Selasa, 05 Juli 2011

Pulang


“…. aku tidak akan berhenti berharap dan terus menunggu kedatanganmu untuk kembali pulang. Begitulah janjiku padamu. Dan ku harap kau juga segera pulang untuk memenuhi janjimu. Semoga kita bisa terus bersama selamanya… Nesty”. Bait terakhir dari surat kekasihku yang ku baca berulang-ulang. Aku duduk terdiam di dalam ruangan yang remang-remang. Ku lihat jam menunjukkan pukul 2 pagi. Ku pikir semua orang di ruangan ini masih tidur karena tidak ada suara sama sekali. Ku beranjak dari tempat duduk dan ku melihat seorang wanita yang sedang menangis. Ku hampiri wanita itu, “mbak kenapa menangis? Keadaan sudah tidak dapat dirubah mbak.”. Wanita itu terus menangis tanpa berkata apapun. Aku mencoba berjalan menuju ruangan paling depan.

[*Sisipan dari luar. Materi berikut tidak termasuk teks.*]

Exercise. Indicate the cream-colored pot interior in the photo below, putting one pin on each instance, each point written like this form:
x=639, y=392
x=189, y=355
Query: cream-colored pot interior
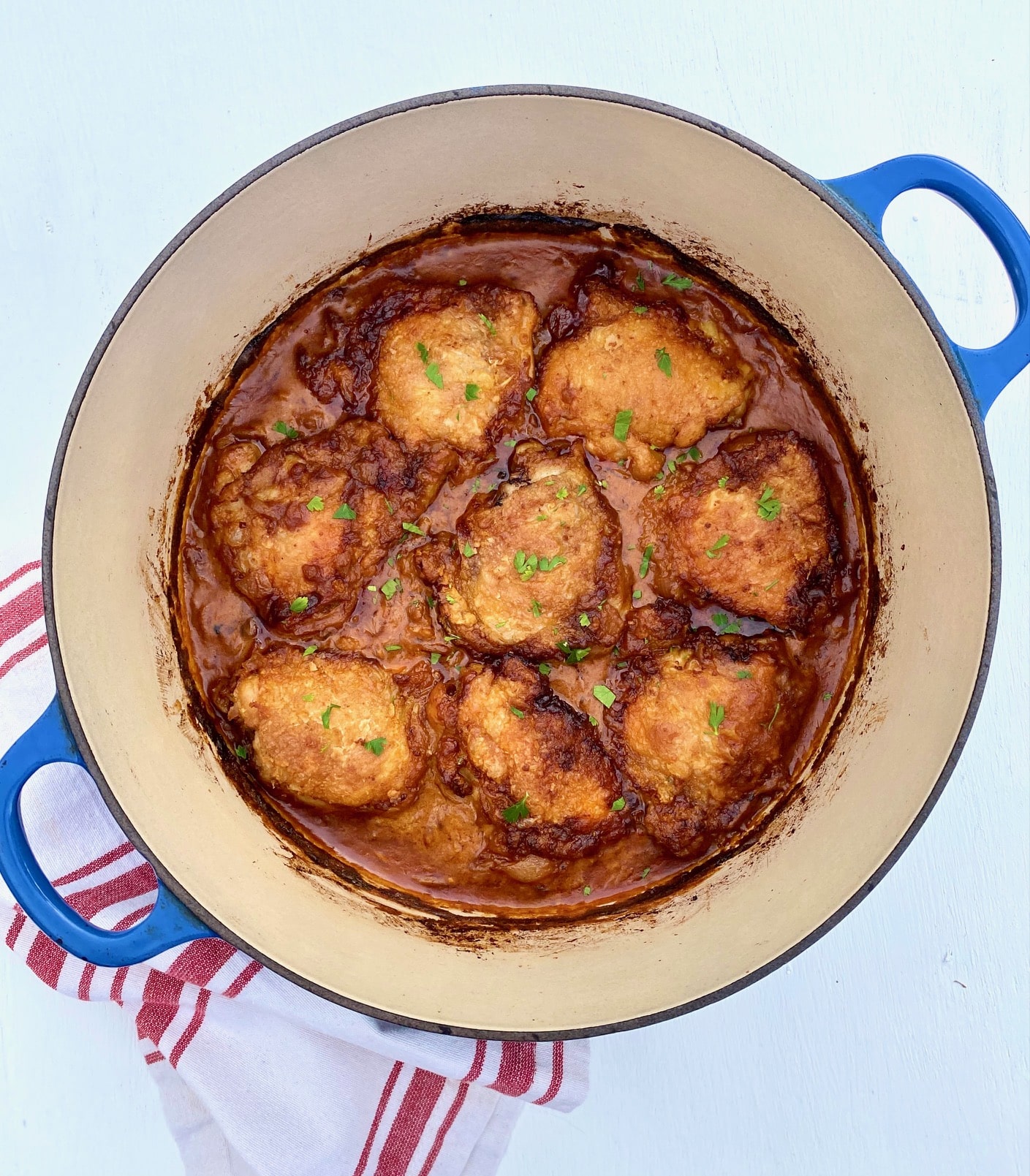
x=317, y=212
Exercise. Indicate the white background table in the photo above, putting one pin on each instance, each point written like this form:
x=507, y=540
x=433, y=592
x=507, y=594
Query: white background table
x=898, y=1043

Kelihatannya pintunya tidak dikunci sehingga aku dapat membukanya. Di dalam ruangan ku lihat ada empat lelaki yang juga menangis. Ku tanya salah satu dari mereka, “Pak apa keadaan sudah tidak dapat ditangani lagi? Apa semuanya sudah pasti?” . “Iya dik kami semua di sini sudah pasrah dan menyerah.” Jawab laki-laki itu.

Kemudian aku keluar dari ruangan itu dan pergi ke ruangan lain. Di sepanjang jalan menuju ruangan aku melihat banyak orang berpelukan. Ada sepasang suami istri yang memeluk anaknya. Ada sekelompok wanita yang berpelukan sambil menangis. Sampai di ruangan yang ku tuju pemandangannya tidak jauh berbeda. Kemudian ku kembali ke ruangan tempat dudukku semula. Aku kembali memandangi surat dari kekasihku dan ku baca sekilas. Ku berkata dalam hati, “Maafkan aku Nesty, aku tidak bisa memenuhi janjiku. Aku akan pulang tetapi tidak pulang kepadamu.”. Setelah itu aku memejamkan mata mencoba untuk lebih menenangkan diri dari pengumuman 10 menit yang lalu. Pengumuman bahwa pesawat ini akan segera jatuh.